4. You visited a lot of chicken farms while researching your book. What impressed you most? What did you find most alarming? Do you have any anecdotes to share with our readers?

I happened to be doing my reporting at the time that Perdue Farms was turning away from antibiotic use, and via social networks and personal referrals, I happened to meet a lot of Perdue poultry producers. I was impressed by their willingness to adapt to change. This company they had been contracted to, for years, was suddenly changing the rules of engagement, yet most of the farmers I met were not resisting; they were curious to see what happened next.

That said: It became very clear to me how granular the industry is. A farmer could be well intentioned and yet be undermined by decisions he could not affect — a field representative who disliked him, a production complex that sent sickly birds. Those could ruin a farmer in one county while one in the next state, reporting to a different complex in the same company, did much better. I gained a lot of sympathy for how powerless farmers in big agriculture can be.
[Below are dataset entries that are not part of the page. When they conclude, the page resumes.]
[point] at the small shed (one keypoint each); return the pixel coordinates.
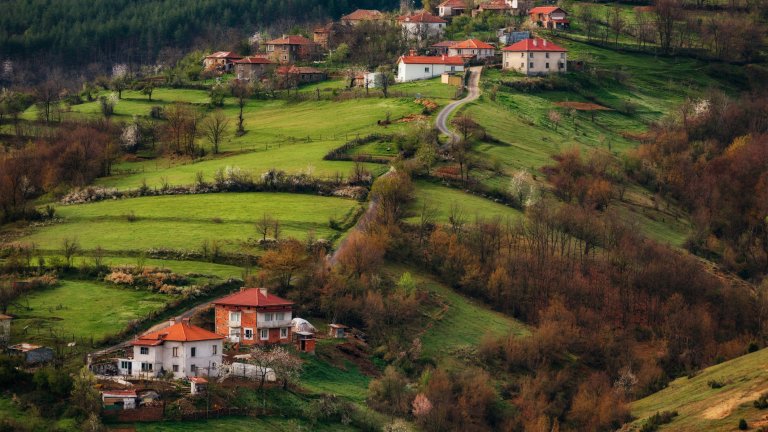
(337, 331)
(198, 385)
(305, 341)
(118, 399)
(32, 354)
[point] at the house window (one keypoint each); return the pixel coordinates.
(234, 317)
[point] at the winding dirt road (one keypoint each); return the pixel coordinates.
(474, 92)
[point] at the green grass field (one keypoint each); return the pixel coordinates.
(186, 221)
(442, 198)
(702, 408)
(80, 309)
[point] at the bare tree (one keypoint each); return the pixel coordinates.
(215, 129)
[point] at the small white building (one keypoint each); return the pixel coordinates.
(182, 349)
(422, 25)
(535, 57)
(413, 67)
(472, 48)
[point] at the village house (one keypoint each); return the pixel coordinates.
(362, 15)
(422, 25)
(451, 8)
(535, 57)
(182, 349)
(291, 49)
(472, 49)
(292, 76)
(253, 316)
(221, 61)
(441, 48)
(413, 67)
(5, 329)
(253, 68)
(550, 17)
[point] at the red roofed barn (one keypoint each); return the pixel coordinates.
(535, 57)
(181, 348)
(551, 17)
(413, 67)
(253, 316)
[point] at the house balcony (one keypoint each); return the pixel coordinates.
(273, 324)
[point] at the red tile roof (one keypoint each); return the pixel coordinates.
(446, 60)
(546, 10)
(252, 297)
(225, 55)
(179, 332)
(472, 44)
(537, 44)
(290, 40)
(422, 17)
(454, 4)
(363, 15)
(254, 60)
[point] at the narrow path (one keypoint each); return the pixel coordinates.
(474, 92)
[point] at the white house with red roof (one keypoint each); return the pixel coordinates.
(220, 60)
(535, 56)
(472, 48)
(182, 349)
(551, 17)
(422, 25)
(450, 8)
(253, 316)
(413, 67)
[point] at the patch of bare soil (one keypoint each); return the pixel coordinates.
(726, 406)
(583, 106)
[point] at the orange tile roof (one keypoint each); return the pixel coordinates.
(446, 60)
(179, 332)
(363, 15)
(224, 54)
(537, 44)
(454, 4)
(422, 17)
(472, 44)
(254, 60)
(291, 40)
(544, 9)
(252, 297)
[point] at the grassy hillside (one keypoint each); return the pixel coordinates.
(80, 309)
(185, 221)
(701, 407)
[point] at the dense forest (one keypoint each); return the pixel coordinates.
(79, 32)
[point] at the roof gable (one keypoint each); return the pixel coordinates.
(536, 44)
(179, 332)
(255, 296)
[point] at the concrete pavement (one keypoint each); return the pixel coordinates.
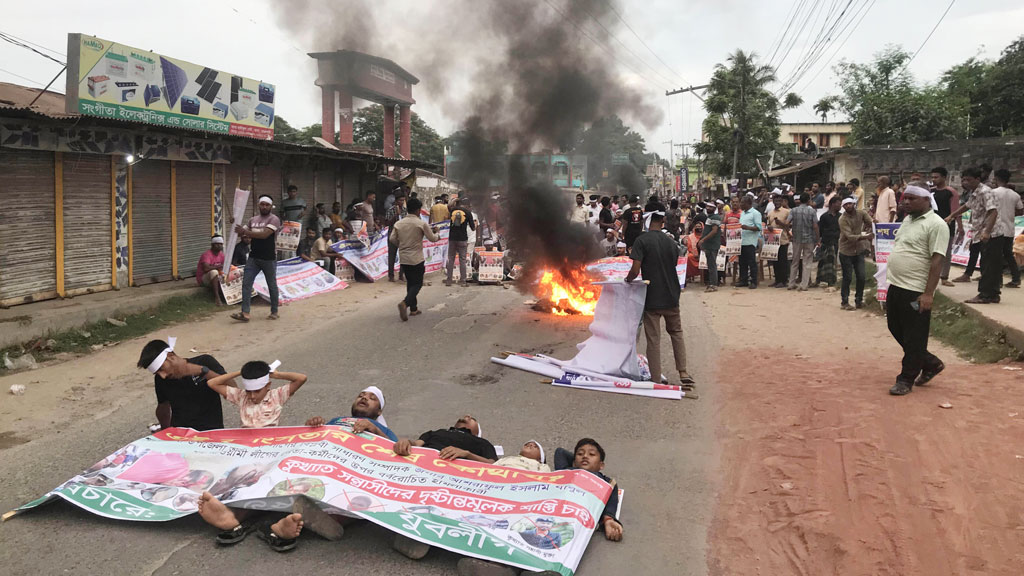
(432, 368)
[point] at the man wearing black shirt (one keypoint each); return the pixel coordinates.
(655, 254)
(183, 399)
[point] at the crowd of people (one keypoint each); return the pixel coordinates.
(189, 393)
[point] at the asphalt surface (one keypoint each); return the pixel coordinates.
(432, 369)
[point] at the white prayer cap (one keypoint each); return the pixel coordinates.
(154, 366)
(257, 383)
(376, 392)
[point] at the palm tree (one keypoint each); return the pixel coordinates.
(824, 106)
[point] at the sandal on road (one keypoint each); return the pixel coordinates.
(275, 542)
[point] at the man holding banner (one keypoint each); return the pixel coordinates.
(913, 270)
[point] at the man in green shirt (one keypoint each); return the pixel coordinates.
(912, 271)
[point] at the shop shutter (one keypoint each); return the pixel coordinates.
(87, 220)
(28, 248)
(151, 221)
(193, 190)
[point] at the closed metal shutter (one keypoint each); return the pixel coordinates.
(28, 248)
(151, 221)
(87, 220)
(193, 186)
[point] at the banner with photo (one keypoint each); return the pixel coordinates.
(615, 268)
(885, 237)
(772, 243)
(298, 279)
(534, 521)
(733, 240)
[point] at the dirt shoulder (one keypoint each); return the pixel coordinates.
(823, 472)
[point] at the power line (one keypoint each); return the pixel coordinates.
(929, 37)
(630, 28)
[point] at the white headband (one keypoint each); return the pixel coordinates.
(154, 366)
(543, 458)
(257, 383)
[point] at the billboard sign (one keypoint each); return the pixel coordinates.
(111, 80)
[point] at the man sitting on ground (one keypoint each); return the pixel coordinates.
(183, 400)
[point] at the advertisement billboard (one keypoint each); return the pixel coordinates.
(111, 80)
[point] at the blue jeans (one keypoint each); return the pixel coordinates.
(253, 268)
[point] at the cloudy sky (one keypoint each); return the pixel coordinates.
(439, 41)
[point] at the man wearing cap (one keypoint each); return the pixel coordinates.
(855, 234)
(261, 229)
(912, 271)
(183, 400)
(210, 263)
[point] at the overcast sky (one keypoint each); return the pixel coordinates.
(249, 39)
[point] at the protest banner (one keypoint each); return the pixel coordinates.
(615, 268)
(238, 216)
(492, 265)
(769, 251)
(733, 240)
(298, 279)
(470, 508)
(287, 239)
(885, 237)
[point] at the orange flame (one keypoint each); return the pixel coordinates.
(569, 295)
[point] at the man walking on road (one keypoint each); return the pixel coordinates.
(655, 253)
(750, 221)
(409, 235)
(803, 222)
(913, 270)
(262, 256)
(855, 234)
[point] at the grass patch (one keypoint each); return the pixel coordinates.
(87, 338)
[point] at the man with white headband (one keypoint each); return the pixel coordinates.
(261, 229)
(913, 269)
(367, 415)
(655, 254)
(183, 400)
(210, 263)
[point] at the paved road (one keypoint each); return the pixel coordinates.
(432, 369)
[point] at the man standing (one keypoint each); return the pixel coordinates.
(293, 207)
(1009, 206)
(409, 235)
(751, 227)
(210, 263)
(947, 202)
(885, 208)
(855, 234)
(655, 254)
(777, 218)
(459, 242)
(391, 217)
(913, 270)
(580, 213)
(828, 229)
(803, 227)
(262, 256)
(983, 215)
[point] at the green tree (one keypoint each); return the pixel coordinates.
(886, 106)
(742, 115)
(368, 130)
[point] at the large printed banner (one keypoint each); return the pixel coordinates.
(370, 257)
(536, 521)
(298, 279)
(111, 80)
(615, 268)
(885, 237)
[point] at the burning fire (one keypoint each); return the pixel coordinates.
(573, 294)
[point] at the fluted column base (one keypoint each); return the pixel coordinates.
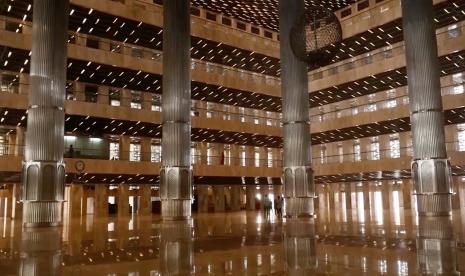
(300, 246)
(40, 252)
(432, 186)
(176, 192)
(42, 213)
(436, 246)
(299, 192)
(176, 247)
(300, 207)
(176, 209)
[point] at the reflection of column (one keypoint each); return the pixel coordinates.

5. This last question might be like asking a mom with a newborn if she is going to have another baby, but here goes: do you have a third book in you, and if so, what might it focus on?

Oh, Lord. I hope so? As challenging as they are, books really are the best way to get deep into a topic or policy question. I suspect whatever I do next will have something to do with health or food, and climate change, because it is really the grand challenge of our times.